Dans un témoignage sur cette Ukraine en guerre, se déroulent toutes ces vies anonymes, ces « aventures » des danseurs et autres travailleurs de l’Opéra de Kiev entrés malgré eux dans des combats mais aussi en résistance.
Points forts
Au côté de ce couple de danseurs, nous sommes plongés au plus près de cette tragédie avec tous les thèmes qu’elle aborde :
- La violence des attaques, les moyens employés pour la destruction de ce pays.
- L’impréparation de ces hommes, jeunes ou moins jeunes, mais qui veulent tous servir leur pays, leur épuisement.
- Un pays déchiré : la fuite de certains, des familles décimées mais aussi divisées entre pro-russes et pro-ukrainiens.
- La solidarité d’un pays qui ne s’avoue pas vaincu, la résilience de tous ces hommes et ces femmes. Tous ces héros anonymes.

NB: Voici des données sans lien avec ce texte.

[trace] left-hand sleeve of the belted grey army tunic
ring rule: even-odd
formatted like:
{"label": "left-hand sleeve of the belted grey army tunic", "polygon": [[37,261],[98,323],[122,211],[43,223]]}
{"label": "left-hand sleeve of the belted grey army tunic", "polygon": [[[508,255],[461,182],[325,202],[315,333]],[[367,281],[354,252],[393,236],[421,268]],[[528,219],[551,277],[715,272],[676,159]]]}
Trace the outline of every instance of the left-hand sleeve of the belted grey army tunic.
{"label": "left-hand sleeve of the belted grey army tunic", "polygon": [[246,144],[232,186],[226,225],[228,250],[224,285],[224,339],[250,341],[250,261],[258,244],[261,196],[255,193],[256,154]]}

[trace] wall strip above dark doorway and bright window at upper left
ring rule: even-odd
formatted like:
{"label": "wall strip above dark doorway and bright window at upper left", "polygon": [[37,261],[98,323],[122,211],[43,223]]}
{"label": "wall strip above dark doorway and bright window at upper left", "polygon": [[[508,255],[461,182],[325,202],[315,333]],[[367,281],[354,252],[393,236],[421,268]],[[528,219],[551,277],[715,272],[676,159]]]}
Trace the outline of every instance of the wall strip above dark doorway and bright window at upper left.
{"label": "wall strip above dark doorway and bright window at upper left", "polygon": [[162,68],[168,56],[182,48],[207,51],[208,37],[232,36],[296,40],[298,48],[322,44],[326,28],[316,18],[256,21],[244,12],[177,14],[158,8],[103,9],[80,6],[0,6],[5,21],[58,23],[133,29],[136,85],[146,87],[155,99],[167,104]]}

- La danse pour résister, se reconstruire : malgré les blessures, les faiblesses, les absences, danser à l’hôpital pour les blessés, puis faire revivre le ballet de l’Opéra.
- La Force de l’Art face à la barbarie : le ballet contre les horreurs de la guerre.
Quelques réserves
Ne pas se fier à la couverture qui pourrait faire penser à un livre « feel good » !
Encore un mot...
Plus qu’une histoire (tragique) entre les danseurs-étoiles, le livre de Stéphanie Pérez est un témoignage d’amour au cœur de la tragédie ukrainienne. L’auteure est Grand Reporter de Guerre qui a vécu deux ans en Ukraine, et connaît le sujet.

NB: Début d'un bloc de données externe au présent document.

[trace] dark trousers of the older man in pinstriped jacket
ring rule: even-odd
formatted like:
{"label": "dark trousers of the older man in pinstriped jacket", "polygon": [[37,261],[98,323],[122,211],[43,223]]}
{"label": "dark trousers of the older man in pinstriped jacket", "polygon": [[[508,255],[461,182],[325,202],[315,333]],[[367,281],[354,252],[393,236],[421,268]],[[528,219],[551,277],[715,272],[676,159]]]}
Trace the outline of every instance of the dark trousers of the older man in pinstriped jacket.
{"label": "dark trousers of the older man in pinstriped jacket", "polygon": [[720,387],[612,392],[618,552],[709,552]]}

Elle sait retranscrire, dans un style précis mais agréable, la vie terrible sous les bombardements, les descentes dans les abris anti-aériens. Mais aussi le quotidien des soldats, des prisonniers, la vie difficile pour toutes les générations et le courage de nombreux anonymes.
C’est une lecture émouvante sur le peuple ukrainien qui lutte pour ne pas disparaître, sur la jeunesse et ses espoirs d’avenir perdu.
Une grande question : l’art est-il indépendant de la politique ? Doit-on interdire (comme c’est le cas actuellement) la musique de Tchaikovsky, sous prétexte qu’il est le compositeur de Staline et de Poutine ? « La musique de Tchaikovsky est notre alphabet intime » p.11, dit la ballerine. Doit-on oublier les ballets chorégraphiés par des artistes russes ? Et comment oublier la littérature ?
Un livre pour ne pas oublier cette guerre qui se passe à nos portes.
Une phrase
« Si on n’y va pas, si on ne se bat pas, les chars russes seront devant chez nous. Et il n’y aura plus de chez nous. On ne va pas les laisser entrer dans Kiev. Je viens d’en parler avec Sergii. Demain, on s’inscrit au bureau de recrutement. » p. 23
« Svitlana se souvient de Babouchka lui contant combien Le Lac était étroitement lié à l’histoire politique soviétique. A l’époque de l’URSS, si on allumait le poste de télévision et qu’on voyait les cygnes, cela signifiait que l’heure était grave. Ce sont les cygnes qui avaient annoncé de leur battement d’ailes la mort de Brejnev ou le coup d'État de 1991. Doit-on censurer les œuvres du pays ennemi au prétexte qu’il vous agresse ? L’art n’est-il pas censé unir les peuples plutôt que de les diviser ? » p.101
L'auteur
Stéphanie Pérez est Grand Reporter pour France Télévisions, chargée de l’International. Elle s’est rendue plusieurs fois en Ukraine et a couvert de nombreux conflits. Ce livre est son deuxième roman après Le gardien de Téhéran (Editions Récamier, 2023).